The state of the market
Though the real estate market in Washington, D.C., has undoubtedly experienced some ups and downs amid the covid-19 crisis, it's worth noting that many of the indicators we looked at are forecasting a road to recovery. In an effort to give you a sense of what we mean, we’ve highlighted three major trends for your review. Take a look below for more info.
The inventory shortage is on par with the rest of the nation
At the moment, one of the real estate industry’s largest concerns is a widespread lack of inventory. Unfortunately, in this respect, D.C. is no different. However, it's important to point out that the city's inventory matches the national average. In addition, the number of issued multi-family housing permits far exceeded projections, which is a good sign since it means many more housing options are currently being constructed.
Rental vacancies are down
In many of the nation's other large cities, the pandemic has caused an explosion in rental vacancies. The theory behind the increase is that renters have been leaving areas with high costs of living now that they can work remotely. In Washington, D.C., though, rental vacancies are actually down 0.4% on a year-over-year basis, which is good news for landlords.
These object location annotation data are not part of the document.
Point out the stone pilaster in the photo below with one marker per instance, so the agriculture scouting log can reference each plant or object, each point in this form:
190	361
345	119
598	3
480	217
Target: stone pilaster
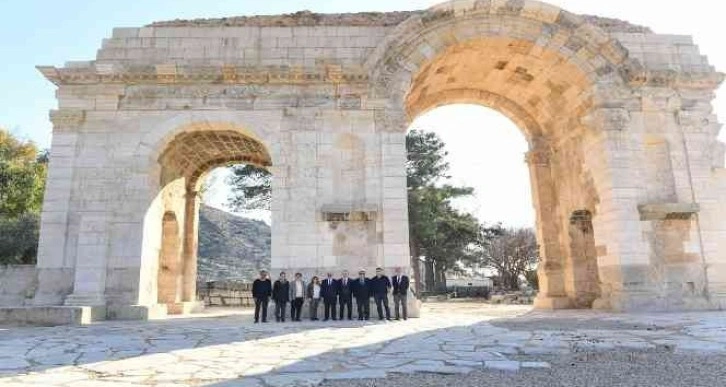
55	269
551	272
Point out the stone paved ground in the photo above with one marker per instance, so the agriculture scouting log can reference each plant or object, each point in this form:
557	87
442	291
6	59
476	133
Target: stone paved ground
454	338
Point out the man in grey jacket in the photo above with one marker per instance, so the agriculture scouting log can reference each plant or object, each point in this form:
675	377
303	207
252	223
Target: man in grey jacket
297	296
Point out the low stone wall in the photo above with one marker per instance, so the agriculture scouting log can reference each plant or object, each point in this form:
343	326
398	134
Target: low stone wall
225	293
17	285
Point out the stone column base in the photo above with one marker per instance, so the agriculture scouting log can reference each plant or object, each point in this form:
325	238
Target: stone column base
552	303
136	312
51	315
85	299
652	302
187	307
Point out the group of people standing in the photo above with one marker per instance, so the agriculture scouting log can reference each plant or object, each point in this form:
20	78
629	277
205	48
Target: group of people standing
333	293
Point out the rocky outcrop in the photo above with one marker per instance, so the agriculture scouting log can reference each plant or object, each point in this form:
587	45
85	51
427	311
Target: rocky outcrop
230	246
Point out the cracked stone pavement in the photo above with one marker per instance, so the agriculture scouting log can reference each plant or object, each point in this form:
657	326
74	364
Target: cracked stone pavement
224	348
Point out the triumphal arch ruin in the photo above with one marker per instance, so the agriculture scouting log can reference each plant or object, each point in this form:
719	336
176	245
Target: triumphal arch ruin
627	173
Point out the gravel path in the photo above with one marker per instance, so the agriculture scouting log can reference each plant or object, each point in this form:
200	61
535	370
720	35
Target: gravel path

Financial health indicators are above average
Lastly, it's worth noting that both the foreclosure rate and the delinquency rate in the nation's capital are below the national average, despite the major financial strain that came along with a pandemic. In this case, it's likely that many of the increased protections that were put in place during the pandemic, including forbearance measures, have contributed to the low numbers.
Washington, D.C., housing demand indicators
All data and charts supplied by Housing Tides by EnergyLogic.
Despite experiencing some setbacks due to the pandemic, the city’s housing demand indicators show that Washington, D.C., is on the road to recovery.
Like countless other major cities, Washington, D.C., has experienced a spike in unemployment due to the coronavirus pandemic. However, even though unemployment peaked at 9.8% in April 2020, it's worth noting that figure is nowhere near the national average of 13.3%. Since then, as the city has begun to reopen, unemployment has gone down significantly. It now sits at just 6%.